The Orange County Power Authority was set up by the county in late 2020 as a local sustainable energy alternative to Southern California Edison; on April 1, it launched its commercial electricity service.
In the two months since its launch, however, the agency has faced a series of controversies—including higher prices for customers than originally advertised, calls by the agency’s board members for CEO Brian Probolsky to resign, and a whistleblower legal complaint filed by Probolsky claiming board members are scheming to remove him as CEO, among other things.
Meanwhile, the county Board of Supervisors is seeking to be involved with the Power Authority’s board.
In order to pro-actively address any potential risks for the county, however, the Board of Supervisors unanimously approved Supervisor Katrina Foley’s supplemental motion to direct the county’s counsel and CEO to look into any risks it might face in its involvement in the agency.
“My request today is that both the CEO and county counsel review for this board any potential legal or financial risks so we as a board have the facts in front of us and we’re on track to be formally to be a full member of the Power Authority by the end of this calendar year,” Foley said. “As I understand it, we do not have full authority status at this time.”

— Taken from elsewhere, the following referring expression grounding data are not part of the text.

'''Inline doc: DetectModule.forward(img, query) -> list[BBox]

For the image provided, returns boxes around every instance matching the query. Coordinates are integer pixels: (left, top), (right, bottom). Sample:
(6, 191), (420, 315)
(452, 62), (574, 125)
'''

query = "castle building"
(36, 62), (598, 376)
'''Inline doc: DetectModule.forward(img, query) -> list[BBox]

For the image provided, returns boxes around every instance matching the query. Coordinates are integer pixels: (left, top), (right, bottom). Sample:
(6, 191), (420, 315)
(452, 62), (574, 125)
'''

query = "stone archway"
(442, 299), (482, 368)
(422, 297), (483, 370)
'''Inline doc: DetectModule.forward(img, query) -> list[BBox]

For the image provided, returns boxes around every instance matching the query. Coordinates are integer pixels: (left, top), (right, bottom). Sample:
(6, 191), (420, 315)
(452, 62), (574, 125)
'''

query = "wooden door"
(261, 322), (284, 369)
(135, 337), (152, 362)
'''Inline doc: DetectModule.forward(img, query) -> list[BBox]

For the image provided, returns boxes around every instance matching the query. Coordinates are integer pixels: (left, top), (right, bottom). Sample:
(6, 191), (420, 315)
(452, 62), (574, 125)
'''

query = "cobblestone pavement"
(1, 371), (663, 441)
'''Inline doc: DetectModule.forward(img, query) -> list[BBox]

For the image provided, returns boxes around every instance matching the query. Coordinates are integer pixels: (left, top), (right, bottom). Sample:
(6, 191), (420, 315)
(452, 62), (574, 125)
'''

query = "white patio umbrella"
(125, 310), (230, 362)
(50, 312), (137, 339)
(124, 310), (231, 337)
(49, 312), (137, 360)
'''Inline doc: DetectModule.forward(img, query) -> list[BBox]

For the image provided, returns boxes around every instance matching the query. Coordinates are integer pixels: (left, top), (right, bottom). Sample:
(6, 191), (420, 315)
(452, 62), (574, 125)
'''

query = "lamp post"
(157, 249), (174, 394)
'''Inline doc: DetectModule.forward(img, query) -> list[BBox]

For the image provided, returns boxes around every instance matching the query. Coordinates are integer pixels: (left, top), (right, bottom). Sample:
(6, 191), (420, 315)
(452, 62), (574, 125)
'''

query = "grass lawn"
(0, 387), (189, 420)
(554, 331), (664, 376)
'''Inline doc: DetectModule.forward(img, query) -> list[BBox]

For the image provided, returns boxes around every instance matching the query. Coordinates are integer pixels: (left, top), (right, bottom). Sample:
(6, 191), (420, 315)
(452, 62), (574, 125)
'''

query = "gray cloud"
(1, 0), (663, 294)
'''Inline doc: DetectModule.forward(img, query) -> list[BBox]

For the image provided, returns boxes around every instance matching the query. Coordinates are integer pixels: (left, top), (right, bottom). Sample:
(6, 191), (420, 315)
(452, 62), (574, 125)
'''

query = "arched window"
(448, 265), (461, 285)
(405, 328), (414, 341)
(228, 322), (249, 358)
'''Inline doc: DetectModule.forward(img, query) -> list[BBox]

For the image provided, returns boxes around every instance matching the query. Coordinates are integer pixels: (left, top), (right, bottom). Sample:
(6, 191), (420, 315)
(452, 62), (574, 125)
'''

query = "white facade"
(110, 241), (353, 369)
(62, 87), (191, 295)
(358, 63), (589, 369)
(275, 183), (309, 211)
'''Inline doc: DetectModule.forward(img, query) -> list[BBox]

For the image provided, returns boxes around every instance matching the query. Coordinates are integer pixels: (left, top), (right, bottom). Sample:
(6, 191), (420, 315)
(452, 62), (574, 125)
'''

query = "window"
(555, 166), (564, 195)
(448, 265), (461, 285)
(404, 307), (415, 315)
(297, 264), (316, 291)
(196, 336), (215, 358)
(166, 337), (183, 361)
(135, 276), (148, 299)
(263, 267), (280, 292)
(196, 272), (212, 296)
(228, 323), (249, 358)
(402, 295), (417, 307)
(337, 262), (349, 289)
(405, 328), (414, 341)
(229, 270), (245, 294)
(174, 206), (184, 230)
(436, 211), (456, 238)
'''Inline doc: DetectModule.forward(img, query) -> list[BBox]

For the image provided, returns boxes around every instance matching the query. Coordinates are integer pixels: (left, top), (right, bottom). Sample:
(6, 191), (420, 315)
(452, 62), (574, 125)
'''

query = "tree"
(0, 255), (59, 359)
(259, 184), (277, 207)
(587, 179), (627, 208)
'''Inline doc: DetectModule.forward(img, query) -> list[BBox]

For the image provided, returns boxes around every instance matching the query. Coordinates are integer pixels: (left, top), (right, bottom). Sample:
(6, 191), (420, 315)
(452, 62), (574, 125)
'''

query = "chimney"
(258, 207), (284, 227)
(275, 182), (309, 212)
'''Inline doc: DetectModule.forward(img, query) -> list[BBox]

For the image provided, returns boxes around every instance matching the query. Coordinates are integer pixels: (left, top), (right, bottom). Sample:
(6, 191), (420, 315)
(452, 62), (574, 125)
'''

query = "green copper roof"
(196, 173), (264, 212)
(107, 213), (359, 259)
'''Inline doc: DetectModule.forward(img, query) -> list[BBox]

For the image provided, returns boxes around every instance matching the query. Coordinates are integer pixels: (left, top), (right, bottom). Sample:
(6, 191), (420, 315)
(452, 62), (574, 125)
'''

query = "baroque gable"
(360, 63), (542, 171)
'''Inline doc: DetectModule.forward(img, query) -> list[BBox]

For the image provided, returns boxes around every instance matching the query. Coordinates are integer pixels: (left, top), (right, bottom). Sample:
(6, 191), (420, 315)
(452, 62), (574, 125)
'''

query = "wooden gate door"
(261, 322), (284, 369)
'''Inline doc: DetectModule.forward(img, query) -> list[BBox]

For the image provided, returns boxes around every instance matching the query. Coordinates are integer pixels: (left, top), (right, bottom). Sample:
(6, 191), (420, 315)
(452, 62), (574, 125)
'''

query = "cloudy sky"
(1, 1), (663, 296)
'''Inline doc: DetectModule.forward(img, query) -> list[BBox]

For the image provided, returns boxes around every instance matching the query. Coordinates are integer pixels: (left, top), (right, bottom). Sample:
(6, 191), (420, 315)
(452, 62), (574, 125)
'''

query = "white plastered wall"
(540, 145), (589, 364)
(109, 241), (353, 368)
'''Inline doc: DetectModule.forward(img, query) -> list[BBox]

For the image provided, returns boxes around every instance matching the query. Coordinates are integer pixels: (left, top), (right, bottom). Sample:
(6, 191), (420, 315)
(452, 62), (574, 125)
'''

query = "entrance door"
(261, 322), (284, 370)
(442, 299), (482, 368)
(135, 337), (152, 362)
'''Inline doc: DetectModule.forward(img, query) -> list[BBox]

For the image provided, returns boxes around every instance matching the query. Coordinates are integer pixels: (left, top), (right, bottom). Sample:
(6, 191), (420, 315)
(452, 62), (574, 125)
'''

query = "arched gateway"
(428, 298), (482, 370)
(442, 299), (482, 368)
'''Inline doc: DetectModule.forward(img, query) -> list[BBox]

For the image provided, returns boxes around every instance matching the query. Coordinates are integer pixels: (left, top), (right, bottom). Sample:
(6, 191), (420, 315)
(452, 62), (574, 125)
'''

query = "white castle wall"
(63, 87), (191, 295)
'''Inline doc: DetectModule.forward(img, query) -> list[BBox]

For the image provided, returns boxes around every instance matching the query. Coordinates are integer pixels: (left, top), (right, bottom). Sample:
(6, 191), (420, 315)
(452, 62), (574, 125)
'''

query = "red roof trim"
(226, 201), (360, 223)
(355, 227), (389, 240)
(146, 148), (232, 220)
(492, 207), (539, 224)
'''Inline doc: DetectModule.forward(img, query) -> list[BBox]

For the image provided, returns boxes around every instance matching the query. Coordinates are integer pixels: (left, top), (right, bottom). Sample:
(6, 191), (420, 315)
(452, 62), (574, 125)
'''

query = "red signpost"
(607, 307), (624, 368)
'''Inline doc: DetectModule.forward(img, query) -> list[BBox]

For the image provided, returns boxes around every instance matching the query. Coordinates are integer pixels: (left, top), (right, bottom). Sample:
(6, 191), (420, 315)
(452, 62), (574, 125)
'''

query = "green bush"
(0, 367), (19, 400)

Foley said she thinks the Power Authority’s issues stem from mismanagement and could benefit from guidance from the Board of Supervisors.

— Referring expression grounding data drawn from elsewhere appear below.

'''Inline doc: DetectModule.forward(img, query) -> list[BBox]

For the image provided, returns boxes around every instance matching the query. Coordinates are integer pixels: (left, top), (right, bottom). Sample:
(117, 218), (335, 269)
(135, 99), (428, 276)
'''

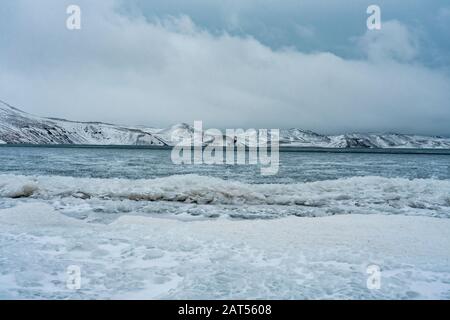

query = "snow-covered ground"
(0, 202), (449, 299)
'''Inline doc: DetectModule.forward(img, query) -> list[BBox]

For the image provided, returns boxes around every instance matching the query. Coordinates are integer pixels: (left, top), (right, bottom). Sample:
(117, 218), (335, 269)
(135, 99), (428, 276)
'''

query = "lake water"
(1, 146), (449, 221)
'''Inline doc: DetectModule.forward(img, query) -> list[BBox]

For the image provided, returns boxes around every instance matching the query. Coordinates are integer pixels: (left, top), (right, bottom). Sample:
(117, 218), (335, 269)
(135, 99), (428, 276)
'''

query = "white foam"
(1, 174), (449, 218)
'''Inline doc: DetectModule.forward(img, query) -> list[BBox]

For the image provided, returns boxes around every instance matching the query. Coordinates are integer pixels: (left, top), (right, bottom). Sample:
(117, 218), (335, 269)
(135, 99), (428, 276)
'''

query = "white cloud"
(1, 0), (450, 135)
(357, 20), (419, 63)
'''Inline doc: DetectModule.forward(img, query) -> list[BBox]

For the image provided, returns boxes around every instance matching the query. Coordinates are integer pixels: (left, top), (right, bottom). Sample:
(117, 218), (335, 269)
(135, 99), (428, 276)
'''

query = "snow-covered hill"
(0, 100), (166, 146)
(1, 99), (450, 149)
(279, 129), (450, 149)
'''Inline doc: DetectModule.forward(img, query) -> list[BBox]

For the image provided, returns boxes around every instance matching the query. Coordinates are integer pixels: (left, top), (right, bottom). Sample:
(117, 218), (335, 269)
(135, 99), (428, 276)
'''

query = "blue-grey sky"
(1, 0), (450, 135)
(126, 0), (450, 68)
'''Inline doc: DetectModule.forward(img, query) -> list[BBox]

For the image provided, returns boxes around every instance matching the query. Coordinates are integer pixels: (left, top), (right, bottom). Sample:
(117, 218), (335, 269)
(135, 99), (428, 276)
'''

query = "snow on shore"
(0, 203), (449, 299)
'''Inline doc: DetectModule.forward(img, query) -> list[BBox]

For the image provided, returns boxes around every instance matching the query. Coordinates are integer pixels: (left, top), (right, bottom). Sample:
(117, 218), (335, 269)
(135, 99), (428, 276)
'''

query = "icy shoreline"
(2, 174), (450, 220)
(1, 203), (449, 299)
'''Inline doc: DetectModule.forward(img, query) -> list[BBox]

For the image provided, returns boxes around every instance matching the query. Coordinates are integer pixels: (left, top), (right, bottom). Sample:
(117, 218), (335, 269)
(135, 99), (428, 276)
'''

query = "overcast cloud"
(1, 0), (449, 135)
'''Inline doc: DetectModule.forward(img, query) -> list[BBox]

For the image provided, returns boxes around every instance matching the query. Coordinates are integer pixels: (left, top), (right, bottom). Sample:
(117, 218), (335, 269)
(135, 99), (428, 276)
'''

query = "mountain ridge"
(1, 100), (450, 149)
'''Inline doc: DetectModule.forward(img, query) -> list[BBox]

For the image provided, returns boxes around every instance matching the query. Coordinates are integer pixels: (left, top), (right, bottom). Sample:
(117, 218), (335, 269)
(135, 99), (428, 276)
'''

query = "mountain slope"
(327, 133), (450, 149)
(0, 100), (166, 146)
(1, 100), (450, 148)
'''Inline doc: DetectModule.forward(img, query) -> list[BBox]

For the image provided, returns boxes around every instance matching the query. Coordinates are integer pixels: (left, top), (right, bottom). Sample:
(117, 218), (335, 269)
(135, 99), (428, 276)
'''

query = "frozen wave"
(1, 174), (449, 219)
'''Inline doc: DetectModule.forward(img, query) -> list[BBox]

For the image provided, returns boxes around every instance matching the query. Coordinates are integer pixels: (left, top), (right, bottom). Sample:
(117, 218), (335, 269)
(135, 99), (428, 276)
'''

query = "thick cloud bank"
(1, 0), (449, 135)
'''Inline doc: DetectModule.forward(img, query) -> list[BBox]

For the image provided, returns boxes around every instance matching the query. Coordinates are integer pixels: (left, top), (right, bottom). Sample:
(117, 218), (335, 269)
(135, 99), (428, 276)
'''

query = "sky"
(0, 0), (449, 135)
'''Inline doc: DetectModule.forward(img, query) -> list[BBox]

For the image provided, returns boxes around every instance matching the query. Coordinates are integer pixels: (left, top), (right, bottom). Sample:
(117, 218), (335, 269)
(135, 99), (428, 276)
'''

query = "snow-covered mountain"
(0, 100), (166, 146)
(279, 129), (450, 149)
(1, 99), (450, 149)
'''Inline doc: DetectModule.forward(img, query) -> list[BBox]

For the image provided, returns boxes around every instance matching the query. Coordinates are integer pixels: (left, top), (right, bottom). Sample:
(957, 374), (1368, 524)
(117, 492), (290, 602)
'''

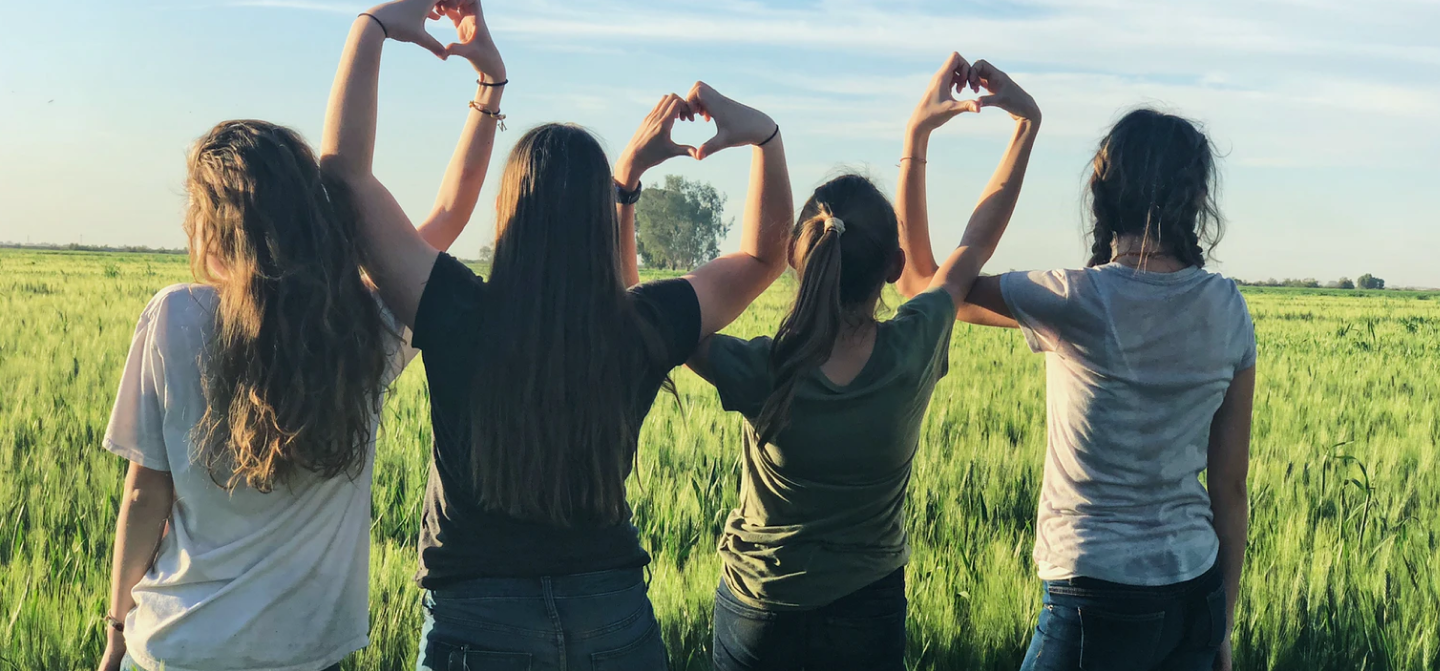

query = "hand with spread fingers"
(616, 94), (697, 189)
(438, 0), (505, 80)
(970, 59), (1041, 123)
(910, 51), (983, 133)
(363, 0), (449, 60)
(685, 82), (778, 160)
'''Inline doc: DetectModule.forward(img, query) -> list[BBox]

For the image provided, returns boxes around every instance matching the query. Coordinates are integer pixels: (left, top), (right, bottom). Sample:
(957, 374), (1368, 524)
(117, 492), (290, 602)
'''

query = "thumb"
(416, 32), (449, 60)
(693, 136), (726, 161)
(977, 94), (1000, 110)
(670, 141), (697, 159)
(949, 100), (982, 115)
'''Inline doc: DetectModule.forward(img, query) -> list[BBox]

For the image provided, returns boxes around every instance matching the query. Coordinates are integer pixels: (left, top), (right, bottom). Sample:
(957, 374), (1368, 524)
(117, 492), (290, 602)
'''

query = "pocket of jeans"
(424, 639), (532, 671)
(1204, 586), (1229, 649)
(591, 621), (668, 671)
(1077, 607), (1166, 670)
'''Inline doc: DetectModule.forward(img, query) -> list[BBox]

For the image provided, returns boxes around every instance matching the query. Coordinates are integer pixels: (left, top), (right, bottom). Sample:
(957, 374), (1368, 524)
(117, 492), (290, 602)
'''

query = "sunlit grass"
(1, 249), (1437, 670)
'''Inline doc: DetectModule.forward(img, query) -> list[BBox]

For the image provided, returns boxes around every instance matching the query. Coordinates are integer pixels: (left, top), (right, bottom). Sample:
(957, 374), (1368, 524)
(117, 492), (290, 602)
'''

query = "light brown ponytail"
(752, 174), (900, 448)
(754, 210), (846, 447)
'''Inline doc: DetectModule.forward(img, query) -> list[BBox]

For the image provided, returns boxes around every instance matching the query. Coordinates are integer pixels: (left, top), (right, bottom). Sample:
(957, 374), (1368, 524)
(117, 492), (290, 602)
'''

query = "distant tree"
(1358, 274), (1386, 290)
(1335, 277), (1355, 290)
(476, 245), (494, 265)
(635, 175), (729, 271)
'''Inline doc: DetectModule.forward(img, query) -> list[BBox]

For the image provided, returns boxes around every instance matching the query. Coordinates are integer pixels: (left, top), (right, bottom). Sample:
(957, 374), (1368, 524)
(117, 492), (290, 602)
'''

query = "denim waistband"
(429, 567), (646, 600)
(1045, 561), (1222, 599)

“From my perspective, it’s really a management issue,” Foley said ahead of the vote. “And … we can as a board give direction to the representatives who represent us at the Power Authority, so that we can ensure that it’s being managed in the way that it was intended.”
Foley also said she was also concerned because the agency was approved last November as a supplemental item, so it did not go through the “traditional” review by the county counsel and CEO, as it would have if it were a typical agenda item.

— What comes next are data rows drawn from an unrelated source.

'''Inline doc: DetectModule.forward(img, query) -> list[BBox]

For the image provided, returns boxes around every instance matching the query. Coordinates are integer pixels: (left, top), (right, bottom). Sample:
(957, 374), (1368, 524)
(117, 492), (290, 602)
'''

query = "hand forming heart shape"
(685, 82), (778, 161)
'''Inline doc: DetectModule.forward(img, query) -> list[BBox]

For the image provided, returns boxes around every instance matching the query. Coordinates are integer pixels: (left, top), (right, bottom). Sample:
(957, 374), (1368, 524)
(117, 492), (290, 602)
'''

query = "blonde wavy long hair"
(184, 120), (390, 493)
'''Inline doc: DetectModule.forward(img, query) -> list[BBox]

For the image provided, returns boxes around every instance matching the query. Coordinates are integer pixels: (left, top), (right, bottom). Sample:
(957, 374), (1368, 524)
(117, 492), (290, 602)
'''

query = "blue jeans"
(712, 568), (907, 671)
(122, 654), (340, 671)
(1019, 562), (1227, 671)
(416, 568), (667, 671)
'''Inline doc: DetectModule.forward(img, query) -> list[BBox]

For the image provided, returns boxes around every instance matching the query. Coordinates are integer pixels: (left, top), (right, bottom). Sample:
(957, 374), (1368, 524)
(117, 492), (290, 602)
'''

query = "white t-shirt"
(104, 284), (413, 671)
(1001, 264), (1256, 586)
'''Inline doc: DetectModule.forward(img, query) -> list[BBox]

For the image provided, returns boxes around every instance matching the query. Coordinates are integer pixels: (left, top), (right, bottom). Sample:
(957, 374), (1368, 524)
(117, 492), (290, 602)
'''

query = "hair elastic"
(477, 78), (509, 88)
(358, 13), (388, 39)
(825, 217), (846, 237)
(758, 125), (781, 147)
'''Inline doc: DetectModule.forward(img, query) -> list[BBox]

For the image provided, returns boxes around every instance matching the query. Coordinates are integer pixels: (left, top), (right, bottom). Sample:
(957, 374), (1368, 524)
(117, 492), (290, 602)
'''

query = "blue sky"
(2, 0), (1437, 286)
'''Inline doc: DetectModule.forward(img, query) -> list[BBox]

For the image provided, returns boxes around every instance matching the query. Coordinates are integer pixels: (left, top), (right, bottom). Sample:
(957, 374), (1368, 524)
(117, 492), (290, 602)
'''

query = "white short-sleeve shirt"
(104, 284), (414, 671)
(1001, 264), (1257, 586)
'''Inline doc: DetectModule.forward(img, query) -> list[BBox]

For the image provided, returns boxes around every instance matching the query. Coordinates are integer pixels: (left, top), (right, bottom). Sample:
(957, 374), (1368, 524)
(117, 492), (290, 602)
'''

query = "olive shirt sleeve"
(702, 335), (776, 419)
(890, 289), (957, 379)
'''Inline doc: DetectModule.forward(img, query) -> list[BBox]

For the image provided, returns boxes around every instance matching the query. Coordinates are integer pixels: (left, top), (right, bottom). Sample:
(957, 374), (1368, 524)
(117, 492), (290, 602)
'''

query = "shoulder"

To that, Supervisor Don Wagner, who sits on the Power Authority board, replied that due diligence had been done on the formation of the Power Authority, but that he did not oppose the county review.
“As the member of the Power Authority as appointed by this board … we thoroughly vetted the situation. Yes, it came on a supplemental [item], but it was thoroughly vetted,” Wagner said. “I am certain that what’s going to be demonstrated by the review which as I understand from counsel has really already been done … they’ve looked at these documents, the risk to the county is not there …”
Some of the questions Foley said she would like addressed are finding out what the county’s financial obligation would be if the Power Authority fails, what guarantees do ratepayers in the unincorporated communities have if prices go beyond what was promised, and any other risks the county has for being involved in the agency.
The county counsel and county CEO are expected to report to the board on their findings on July 7.
Last month, the California Public Utilities Commission fined the Orange County Power Authority nearly $2 million for failing to purchase enough electricity to ensure it can provide its customers with uninterrupted electricity service this summer.
A spokesperson for the OC Power Authority Board did not reply to a request for comment.